Ketahuilah bahwa orang Muslim yang tidak dikenal dengan kefasikan dan kebid’ahannya, boleh memberi dan diberi salam. Ia disunnahkan untuk mengucapkan salam, dan wajib salamnya dijawab.

Menurut para sahabat kami, wanita bersama wanita yang lainnya sama seperti laki-laki bersama laki-laki lainnya.

Adapun wanita bersama laki-laki, maka Imam Abu Sa’d al-Mutawalli mengatakan, “Jika wanita tersebut isterinya, sahaya wanitanya, atau salah seorang mahramnya, maka ia bersamanya seperti laki-laki lainnya. Masing-masing dari keduanya disunnahkan untuk memulai salam kepada yang lainnya, dan wajib atas yang lainnya untuk menjawab salam-nya. Jika wanita tersebut bukan mahramnya; jika ia cantik yang dikhawatirkan dapat menimbulkan fitnah, maka laki-laki tidak mengucapkan salam kepadanya. Jika laki-laki mengucapkan salam kepadanya, maka ia tidak wajib menjawabnya. Ia juga tidak memulai salam kepada laki-laki. Jika ia mengucapkan salam kepadanya, maka tidak wajib dijawab. Jika laki-laki itu menjawab salamnya, maka itu dimakruhkan. Jika wanita tersebut sudah tua yang tidak akan menimbulkan fitnah, maka ia boleh mengucapkan salam kepada laki-laki, dan laki-laki tersebut wajib menjawab salamnya.

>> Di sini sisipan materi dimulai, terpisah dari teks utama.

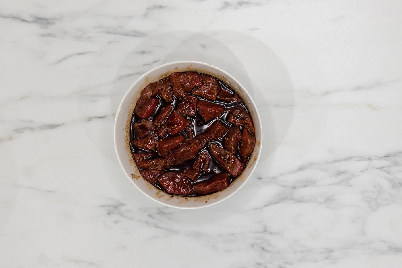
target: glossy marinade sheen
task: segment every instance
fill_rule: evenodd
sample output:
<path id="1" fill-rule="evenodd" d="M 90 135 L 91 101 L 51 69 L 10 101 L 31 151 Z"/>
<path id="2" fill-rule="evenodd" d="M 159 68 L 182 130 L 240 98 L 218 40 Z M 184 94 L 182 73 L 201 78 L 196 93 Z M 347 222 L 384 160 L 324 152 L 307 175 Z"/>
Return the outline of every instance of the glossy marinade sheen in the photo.
<path id="1" fill-rule="evenodd" d="M 226 188 L 242 172 L 255 143 L 251 117 L 242 98 L 222 81 L 200 73 L 174 73 L 146 86 L 131 123 L 130 146 L 140 173 L 158 188 L 175 191 L 172 194 L 176 195 L 210 194 Z M 216 138 L 205 138 L 208 131 Z"/>

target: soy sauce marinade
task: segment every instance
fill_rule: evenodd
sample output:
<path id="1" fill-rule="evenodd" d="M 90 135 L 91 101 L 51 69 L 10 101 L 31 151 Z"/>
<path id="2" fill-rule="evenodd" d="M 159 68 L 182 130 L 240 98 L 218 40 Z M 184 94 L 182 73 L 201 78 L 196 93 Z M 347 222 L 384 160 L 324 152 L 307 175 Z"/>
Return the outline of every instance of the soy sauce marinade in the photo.
<path id="1" fill-rule="evenodd" d="M 255 144 L 242 99 L 203 74 L 174 73 L 148 85 L 131 126 L 130 146 L 142 175 L 176 195 L 227 188 L 242 172 Z"/>

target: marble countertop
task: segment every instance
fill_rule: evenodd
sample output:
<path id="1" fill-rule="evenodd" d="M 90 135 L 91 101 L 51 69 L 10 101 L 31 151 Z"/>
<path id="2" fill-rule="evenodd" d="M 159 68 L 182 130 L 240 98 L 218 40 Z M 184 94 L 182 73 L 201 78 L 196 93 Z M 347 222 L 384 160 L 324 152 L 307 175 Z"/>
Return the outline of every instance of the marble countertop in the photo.
<path id="1" fill-rule="evenodd" d="M 0 266 L 402 267 L 400 1 L 0 4 Z M 165 207 L 117 161 L 114 117 L 164 63 L 254 98 L 255 171 Z"/>

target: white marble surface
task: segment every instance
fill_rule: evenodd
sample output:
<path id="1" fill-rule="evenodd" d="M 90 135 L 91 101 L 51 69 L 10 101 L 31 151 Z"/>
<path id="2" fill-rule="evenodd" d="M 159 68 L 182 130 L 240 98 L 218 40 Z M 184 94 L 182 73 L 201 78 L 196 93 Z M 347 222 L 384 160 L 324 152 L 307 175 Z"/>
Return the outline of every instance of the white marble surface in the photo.
<path id="1" fill-rule="evenodd" d="M 0 3 L 0 266 L 402 267 L 402 4 Z M 222 68 L 265 135 L 218 205 L 133 186 L 114 117 L 150 69 Z"/>

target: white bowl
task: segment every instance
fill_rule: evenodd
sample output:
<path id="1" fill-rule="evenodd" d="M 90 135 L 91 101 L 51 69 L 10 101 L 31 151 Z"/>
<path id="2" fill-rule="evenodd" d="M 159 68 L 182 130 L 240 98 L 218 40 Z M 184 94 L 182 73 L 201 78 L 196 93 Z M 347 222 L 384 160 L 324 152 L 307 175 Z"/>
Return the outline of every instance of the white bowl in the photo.
<path id="1" fill-rule="evenodd" d="M 200 196 L 172 195 L 157 188 L 142 178 L 131 155 L 129 144 L 131 116 L 141 91 L 148 84 L 168 76 L 176 72 L 195 72 L 215 76 L 234 89 L 243 98 L 251 115 L 255 130 L 256 145 L 250 160 L 243 172 L 226 189 Z M 115 146 L 117 158 L 130 180 L 143 194 L 164 205 L 180 209 L 197 209 L 211 206 L 223 201 L 240 189 L 251 176 L 261 152 L 262 127 L 260 115 L 250 95 L 239 82 L 230 74 L 209 64 L 197 61 L 175 61 L 166 63 L 149 71 L 133 84 L 128 90 L 116 114 Z"/>

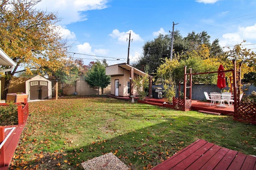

Jika wanita itu banyak, lalu laki-laki mengucapkan salam kepada mereka, atau jika laki-laki itu banyak lalu mereka mengucapkan salam kepada seorang wanita, maka itu boleh, jika fitnah tidak dikhawatirkan akan menimpa laki-laki dan para wanita itu, atau menimpa wanita dan kaum laki-laki tersebut.

Kami meriwayatkan dalam Sunan Abu Dawud, Sunan at-Tirmidzi, Sunan Ibnu Majah dan selainnya dari Asma binti Yazid radiyallahu ‘anhu, ia mengatakan,

مَرَّ عَلَيْنَا رَسُوْلُ اللهِ صلى الله عليه و سلم فِي نِسْوَةٍ، فَسَلَّمَ عَلَيْنَا.

“Rasulullah Shallallahu ‘alaihi wasallam melewati kami di tengah kaum wanita, maka beliau mengucapkan salam kepada kami.”

At-Tirmidzi berkata, “Hadits hasan.” Apa yang aku sebutkan ini adalah redaksi riwa-yat Abu Dawud.

Adapun riwayat at-Tirmidzi, maka di dalamnya disebutkan: dari Asma

أَنَّ رَسُوْلَ اللهِ صلى الله عليه و سلم مَرَّ فِي الْمَسْجِدِ يَوْمًا، وَعُصْبَةٌ مِنَ النِّسَاءِ قُعُوْدٌ، فَأَلْوَى بِيَدِهِ بِالتَّسْلِيْمِ.

“Bahwa Rasulullah Shallallahu ‘alaihi wasallam suatu hari lewat di masjid, sementara sekelompok wanita sedang duduk-duduk, maka beliau melambaikan tangannya dengan (mengucapkan) salam.”

Kami meriwayatkan dalam kitab Ibn as-Sunni dari Jabir bin Abdillah radiyallahu ‘anhu,

أَنَّ رَسُوْلَ اللهِ صلى الله عليه و سلم مَرَّ عَلَى نِسْوَةٍ فَسَلَّمَ عَلَيْهِنَّ.

“Bahwa Rasulullah Shallallahu ‘alaihi wasallammelewati sejumlah wanita, lalu beliau mengucapkan salam kepada mereka.”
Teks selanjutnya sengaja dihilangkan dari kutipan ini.